Просперо, пришедший в ужас от скрытого подтекста этой речи и выкриков толпы, вышел из оцепенения, лишь когда кто-то принялся дергать его за рукав и шептать на ухо:

– Наконец-то я вас нашел, Просперо. Я искал вас более двух часов.

Рядом с ним, пыхтя и отдуваясь, стоял Сципион де Фиески.

– Поскольку вы слушали этого фигляра, вам понятно, что происходит. Хотя вряд ли все, иначе вас бы тут не было.

– Я был на пути ко дворцу, когда меня зажали в этой толпе.

– Если вы ищете вашего отца, вам не найти его во дворце. Он в Кастеллетто. Пленник.

– О небо!

– Вас это удивляет? Фрегозо собирался отдать его голову толпе, чтобы снискать себе ее расположение. Уничтожить прежнего дожа – значит обеспечить безопасность нового. Необходимо лишить сторонников Адорно повода для протеста. Это наиболее логично. – Острым взглядом он окинул сомкнутые, сверкающие сталью ряды, вклинившиеся в толпу. – Это ваши люди и можно ли им доверять? Если да, то нужно действовать немедленно, если вы хотите спасти отца.

Просперо побледнел от горя. Разомкнув сжатые губы, он спросил:

– А что матушка?

– Она делит узилище с вашим отцом.

– Тогда вперед. Мои люди расчистят мне путь ко дворцу. Я немедленно увижусь с адмиралом.

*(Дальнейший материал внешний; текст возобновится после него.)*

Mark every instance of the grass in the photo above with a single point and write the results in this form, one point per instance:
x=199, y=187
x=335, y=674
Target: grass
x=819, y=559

– С адмиралом Дориа? – Сципион едва удержался от презрительного смеха. – Говорить с ним – все равно что обращаться к Фрегозо. Это Дориа провозгласил его дожем. Разговорами горю не поможешь, мой друг. Нужны действия. Немедленные и молниеносные. Французов в Кастеллетто не более пятидесяти, а ворота открыты. Это ваш шанс, если, конечно, вы уверены в своих людях.

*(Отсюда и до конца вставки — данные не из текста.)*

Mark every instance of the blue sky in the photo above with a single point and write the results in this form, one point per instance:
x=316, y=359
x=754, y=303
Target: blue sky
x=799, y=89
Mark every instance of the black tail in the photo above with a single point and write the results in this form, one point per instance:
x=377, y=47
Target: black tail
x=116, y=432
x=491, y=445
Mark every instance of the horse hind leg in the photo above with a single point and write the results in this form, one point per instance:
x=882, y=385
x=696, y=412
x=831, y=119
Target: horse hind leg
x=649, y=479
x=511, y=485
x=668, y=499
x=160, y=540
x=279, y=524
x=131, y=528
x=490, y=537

Просперо призвал Каттанео и отдал приказ. Он быстро и тихо был передан по рядам, и вскоре отряд выдвинулся из сжимавшей его со всех сторон толпы. Идти вперед было невозможно. Оставалось только отступить и найти другой путь к возвышенности, на которой стоял господствовавший над городом Кастеллетто.